MEXICO’S CENTRAL BANK GOING DIGITAL

MEXICO’S CENTRAL BANK GOING DIGITAL

The Bank of Mexico will launch its own digital currency within two years in an attempt to bring more people out of the country’s dominant all-cash economy and into the nation’s financial system, the administration of Mexican president Manuel Lopez Obrador announced on 5 January.

The informal economy accounts for about 22 percent of Mexico’s GDP, according to The Wall Street Journal.

The bank will expand the nation’s current electronic payments system to include a digital currency “under a rapid, safe, and efficient framework,” the bank said in its own announcement.

The central bank’s initiative follows a June comment by Mexican billionaire Ricardo Pliego that his Banco Aztecabecome would be the first bank in the country to accept Bitcoin as currency.

In response, the Bank of Mexico, the finance ministry, and regulators emphasized that Bitcoin and cryptocurrencies are not legal tender in the country and that banks are banned from dealing in them.

“Although they can be exchanged, [cryptos] do not fulfill the function of money, as their acceptance as a form of payment is limited and they aren’t a good reserve or value reference,” the officials said in a statement.

The following month, Bank of Mexico governor Alejandro Diaz de Leon said that central banks must speed development of national digital currencies to counter the spread of private cryptos and the risks they carry.

The Switzerland-based Bank for International Settlements, now led by former Bank of Mexico governor Agustin Carstens, found in a survey last year that 86 percent of central banks were studying the prospects of a national digital currency, 60 percent were testing relevant technologies, and 14 percent were running pilot tests.

Last June , El Salvador became the first nation to recognize Bitcoin as legal tender (“El Salvador Recognizes Bitcoin as Cash,” 15 Jun 2021).

TREND FORECAST: As we forecast 18 months ago in “It’s Official: Dirty Cash to Digital Trash” (28 Jul 2020), so they can track every penny spent, where you spent it and what you spent it on—and they can get their tax revenue—governments will replace hard cash with digital currencies.  

Many of the world’s central banks are developing, testing, or launching national digital currencies.
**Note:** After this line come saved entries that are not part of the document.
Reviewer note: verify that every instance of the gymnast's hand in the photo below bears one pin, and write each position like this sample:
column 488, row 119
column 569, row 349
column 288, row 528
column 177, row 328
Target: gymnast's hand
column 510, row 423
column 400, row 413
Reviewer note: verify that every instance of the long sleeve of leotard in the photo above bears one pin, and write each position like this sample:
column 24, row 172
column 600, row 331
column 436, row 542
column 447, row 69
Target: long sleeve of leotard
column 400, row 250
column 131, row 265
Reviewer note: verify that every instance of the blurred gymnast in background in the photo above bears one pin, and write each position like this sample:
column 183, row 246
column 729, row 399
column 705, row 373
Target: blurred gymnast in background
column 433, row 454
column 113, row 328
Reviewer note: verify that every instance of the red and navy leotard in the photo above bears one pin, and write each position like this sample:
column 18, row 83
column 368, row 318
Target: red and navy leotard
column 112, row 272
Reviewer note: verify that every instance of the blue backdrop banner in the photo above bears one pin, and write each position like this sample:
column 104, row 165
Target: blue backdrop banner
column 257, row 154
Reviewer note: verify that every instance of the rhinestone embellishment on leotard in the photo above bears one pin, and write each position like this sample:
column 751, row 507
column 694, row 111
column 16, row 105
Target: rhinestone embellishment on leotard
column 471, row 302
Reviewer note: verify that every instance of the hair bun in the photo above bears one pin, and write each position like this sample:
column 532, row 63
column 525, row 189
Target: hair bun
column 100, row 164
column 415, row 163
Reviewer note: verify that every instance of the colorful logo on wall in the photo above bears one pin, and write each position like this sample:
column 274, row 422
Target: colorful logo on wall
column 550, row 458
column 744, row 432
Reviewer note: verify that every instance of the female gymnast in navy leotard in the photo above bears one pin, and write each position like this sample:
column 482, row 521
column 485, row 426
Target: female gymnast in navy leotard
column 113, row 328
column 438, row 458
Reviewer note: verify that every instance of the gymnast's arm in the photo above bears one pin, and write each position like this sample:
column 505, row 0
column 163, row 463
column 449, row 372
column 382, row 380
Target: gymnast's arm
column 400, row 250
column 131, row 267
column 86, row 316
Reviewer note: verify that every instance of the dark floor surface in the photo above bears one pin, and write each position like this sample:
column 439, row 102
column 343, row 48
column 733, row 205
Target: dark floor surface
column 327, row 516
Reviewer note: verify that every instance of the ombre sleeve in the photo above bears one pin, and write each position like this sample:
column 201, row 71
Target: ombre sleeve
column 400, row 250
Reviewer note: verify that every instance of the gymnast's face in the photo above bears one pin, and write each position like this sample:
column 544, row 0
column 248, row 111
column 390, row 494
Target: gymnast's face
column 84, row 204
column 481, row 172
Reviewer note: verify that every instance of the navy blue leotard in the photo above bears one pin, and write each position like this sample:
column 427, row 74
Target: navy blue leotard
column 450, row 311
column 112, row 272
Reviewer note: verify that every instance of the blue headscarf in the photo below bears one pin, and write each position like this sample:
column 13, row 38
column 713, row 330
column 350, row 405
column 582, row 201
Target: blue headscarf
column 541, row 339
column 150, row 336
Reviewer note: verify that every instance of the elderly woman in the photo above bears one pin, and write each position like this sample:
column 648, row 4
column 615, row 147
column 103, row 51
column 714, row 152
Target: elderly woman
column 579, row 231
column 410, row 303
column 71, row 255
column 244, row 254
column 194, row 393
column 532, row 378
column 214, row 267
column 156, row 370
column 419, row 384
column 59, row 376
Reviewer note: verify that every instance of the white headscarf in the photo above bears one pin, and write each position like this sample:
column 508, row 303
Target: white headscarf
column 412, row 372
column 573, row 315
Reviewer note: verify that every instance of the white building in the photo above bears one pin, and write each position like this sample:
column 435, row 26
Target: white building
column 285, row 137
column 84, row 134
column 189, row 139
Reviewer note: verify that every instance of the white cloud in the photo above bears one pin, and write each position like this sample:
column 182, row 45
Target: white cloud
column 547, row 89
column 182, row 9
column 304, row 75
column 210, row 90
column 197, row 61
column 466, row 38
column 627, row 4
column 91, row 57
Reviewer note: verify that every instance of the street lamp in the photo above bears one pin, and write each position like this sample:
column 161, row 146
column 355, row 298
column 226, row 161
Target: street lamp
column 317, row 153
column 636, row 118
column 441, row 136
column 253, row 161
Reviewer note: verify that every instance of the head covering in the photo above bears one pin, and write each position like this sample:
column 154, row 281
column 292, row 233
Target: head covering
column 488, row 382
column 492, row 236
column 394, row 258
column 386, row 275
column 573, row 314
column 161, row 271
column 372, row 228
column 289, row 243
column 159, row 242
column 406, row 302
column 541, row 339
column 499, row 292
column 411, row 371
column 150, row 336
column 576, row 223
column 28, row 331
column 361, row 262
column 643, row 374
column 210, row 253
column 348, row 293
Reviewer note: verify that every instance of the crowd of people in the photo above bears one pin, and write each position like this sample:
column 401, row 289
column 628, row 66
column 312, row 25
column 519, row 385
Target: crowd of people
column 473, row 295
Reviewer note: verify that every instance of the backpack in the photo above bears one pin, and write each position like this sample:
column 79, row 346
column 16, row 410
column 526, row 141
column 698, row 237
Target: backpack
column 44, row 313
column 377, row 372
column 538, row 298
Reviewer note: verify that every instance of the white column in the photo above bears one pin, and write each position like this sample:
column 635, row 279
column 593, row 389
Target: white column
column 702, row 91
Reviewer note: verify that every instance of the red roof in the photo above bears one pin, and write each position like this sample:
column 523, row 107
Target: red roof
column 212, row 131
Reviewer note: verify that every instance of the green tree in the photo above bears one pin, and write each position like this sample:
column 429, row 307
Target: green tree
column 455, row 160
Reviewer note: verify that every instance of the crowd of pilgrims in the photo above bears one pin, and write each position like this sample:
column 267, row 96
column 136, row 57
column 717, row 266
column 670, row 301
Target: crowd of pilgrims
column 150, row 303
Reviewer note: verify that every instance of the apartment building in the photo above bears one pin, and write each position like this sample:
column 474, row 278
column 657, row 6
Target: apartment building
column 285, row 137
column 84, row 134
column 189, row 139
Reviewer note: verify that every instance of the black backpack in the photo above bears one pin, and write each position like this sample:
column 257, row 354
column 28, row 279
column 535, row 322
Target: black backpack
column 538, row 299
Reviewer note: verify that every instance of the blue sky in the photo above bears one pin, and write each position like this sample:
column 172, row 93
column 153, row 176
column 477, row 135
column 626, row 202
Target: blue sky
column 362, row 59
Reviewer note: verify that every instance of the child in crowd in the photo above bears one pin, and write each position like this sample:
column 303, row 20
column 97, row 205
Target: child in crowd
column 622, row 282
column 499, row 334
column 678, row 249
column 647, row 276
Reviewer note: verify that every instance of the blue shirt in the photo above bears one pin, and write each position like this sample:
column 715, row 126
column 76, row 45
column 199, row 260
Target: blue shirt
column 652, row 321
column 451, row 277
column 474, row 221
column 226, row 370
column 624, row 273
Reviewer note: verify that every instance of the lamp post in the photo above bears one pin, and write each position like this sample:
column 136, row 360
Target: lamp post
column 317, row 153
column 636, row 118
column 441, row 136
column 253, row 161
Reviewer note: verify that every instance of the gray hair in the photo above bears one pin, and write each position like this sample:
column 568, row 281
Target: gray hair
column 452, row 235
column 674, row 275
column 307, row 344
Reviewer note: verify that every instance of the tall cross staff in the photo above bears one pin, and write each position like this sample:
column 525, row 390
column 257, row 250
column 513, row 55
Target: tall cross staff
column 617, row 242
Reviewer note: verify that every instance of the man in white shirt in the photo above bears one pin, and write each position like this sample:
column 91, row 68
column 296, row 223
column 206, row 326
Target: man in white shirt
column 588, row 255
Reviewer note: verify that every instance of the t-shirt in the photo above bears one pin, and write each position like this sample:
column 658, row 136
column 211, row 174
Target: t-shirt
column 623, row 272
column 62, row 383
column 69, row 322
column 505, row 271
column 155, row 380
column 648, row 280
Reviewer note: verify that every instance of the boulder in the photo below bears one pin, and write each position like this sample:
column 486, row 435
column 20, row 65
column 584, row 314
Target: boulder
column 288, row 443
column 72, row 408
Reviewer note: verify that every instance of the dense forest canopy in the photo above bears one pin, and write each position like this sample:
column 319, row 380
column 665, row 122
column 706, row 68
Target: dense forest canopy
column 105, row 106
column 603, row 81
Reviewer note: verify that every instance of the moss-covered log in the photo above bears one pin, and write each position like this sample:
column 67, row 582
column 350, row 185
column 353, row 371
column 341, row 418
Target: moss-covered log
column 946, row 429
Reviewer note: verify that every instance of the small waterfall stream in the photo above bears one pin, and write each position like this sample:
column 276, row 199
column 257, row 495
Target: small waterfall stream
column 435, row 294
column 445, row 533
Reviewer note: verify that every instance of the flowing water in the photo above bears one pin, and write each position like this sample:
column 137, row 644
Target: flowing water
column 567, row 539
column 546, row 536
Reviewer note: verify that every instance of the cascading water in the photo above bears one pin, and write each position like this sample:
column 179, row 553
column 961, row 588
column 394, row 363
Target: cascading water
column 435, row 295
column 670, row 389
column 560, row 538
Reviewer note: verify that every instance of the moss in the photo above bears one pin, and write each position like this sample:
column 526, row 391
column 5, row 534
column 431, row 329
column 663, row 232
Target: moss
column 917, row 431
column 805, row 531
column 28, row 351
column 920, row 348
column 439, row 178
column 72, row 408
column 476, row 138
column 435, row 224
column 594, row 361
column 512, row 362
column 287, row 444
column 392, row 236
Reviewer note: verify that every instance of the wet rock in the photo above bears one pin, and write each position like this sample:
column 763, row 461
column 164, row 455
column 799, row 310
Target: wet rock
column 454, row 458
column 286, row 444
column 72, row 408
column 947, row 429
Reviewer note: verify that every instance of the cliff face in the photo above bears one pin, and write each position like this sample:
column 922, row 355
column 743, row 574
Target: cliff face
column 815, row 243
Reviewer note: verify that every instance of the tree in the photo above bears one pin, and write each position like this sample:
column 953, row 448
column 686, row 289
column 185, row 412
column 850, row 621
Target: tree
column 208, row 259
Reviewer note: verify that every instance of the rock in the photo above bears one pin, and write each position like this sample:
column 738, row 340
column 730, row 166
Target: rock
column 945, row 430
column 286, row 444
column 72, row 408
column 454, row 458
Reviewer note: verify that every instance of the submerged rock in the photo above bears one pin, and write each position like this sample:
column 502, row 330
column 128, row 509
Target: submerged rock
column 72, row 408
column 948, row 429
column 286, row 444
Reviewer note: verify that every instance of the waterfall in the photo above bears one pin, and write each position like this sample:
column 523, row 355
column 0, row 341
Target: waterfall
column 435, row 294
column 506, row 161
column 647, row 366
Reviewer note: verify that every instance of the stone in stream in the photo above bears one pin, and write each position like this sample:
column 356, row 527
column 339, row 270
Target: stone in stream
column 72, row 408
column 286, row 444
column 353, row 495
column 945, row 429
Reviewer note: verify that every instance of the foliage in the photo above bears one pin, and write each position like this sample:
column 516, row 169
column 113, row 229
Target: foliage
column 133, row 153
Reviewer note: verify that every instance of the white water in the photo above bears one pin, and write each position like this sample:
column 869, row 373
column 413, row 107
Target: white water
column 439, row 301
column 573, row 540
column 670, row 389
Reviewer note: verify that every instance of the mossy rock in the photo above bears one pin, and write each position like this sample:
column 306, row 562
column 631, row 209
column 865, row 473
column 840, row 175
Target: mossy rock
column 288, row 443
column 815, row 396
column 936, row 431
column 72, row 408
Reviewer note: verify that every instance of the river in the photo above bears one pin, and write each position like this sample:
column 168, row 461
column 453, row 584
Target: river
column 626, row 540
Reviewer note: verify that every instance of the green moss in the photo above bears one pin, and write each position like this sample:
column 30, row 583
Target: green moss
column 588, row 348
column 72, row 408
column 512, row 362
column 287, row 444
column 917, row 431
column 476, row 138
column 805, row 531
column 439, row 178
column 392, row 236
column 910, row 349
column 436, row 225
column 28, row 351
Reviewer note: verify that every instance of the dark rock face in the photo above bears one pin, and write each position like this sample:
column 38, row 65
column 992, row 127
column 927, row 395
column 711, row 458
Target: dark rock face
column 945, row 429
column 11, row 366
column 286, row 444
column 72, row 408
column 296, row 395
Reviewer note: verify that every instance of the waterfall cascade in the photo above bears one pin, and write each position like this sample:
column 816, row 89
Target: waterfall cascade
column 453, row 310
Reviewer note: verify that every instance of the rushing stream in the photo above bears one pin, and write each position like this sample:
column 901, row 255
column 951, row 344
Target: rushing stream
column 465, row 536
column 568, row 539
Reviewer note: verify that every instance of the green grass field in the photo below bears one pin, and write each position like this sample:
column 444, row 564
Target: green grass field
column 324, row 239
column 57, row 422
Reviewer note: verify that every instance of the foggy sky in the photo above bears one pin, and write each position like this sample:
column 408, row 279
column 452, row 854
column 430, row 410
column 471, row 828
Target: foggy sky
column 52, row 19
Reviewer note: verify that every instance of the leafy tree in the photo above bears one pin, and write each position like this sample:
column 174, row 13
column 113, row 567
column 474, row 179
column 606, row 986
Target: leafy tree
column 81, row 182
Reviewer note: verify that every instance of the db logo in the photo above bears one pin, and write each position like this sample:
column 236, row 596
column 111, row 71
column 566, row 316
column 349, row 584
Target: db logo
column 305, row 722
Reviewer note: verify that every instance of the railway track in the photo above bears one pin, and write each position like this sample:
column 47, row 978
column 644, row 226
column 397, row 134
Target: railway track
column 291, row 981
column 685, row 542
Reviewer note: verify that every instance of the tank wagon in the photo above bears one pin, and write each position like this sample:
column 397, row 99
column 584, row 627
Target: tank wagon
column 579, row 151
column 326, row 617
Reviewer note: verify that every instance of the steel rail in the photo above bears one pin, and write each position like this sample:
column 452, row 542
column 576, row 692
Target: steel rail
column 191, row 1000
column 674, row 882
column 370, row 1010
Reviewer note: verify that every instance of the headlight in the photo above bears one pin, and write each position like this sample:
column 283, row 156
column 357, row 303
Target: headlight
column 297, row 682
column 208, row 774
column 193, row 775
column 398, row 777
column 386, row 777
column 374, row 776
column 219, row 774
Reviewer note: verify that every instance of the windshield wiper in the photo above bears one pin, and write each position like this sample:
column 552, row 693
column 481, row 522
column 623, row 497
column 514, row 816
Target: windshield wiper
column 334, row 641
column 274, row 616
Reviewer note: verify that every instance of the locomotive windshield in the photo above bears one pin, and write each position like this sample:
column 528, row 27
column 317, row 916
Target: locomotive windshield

In February 2021, the Bank for International Settlements surveyed 65 central banks and found that 85 percent were actively working to issue a digital currency, as we noted in “Look Who’s Minting Digital Currency Now or in the Near Future,” (16 Feb 2021).

China has led with its digital yuan, now available throughout its capital city (“China Goes Full Digital Yuan In Beijing,” 29 Jun 2021), and New York City will rise to prominence as a new center of digital finance, one of our “Top 2022 Trends.”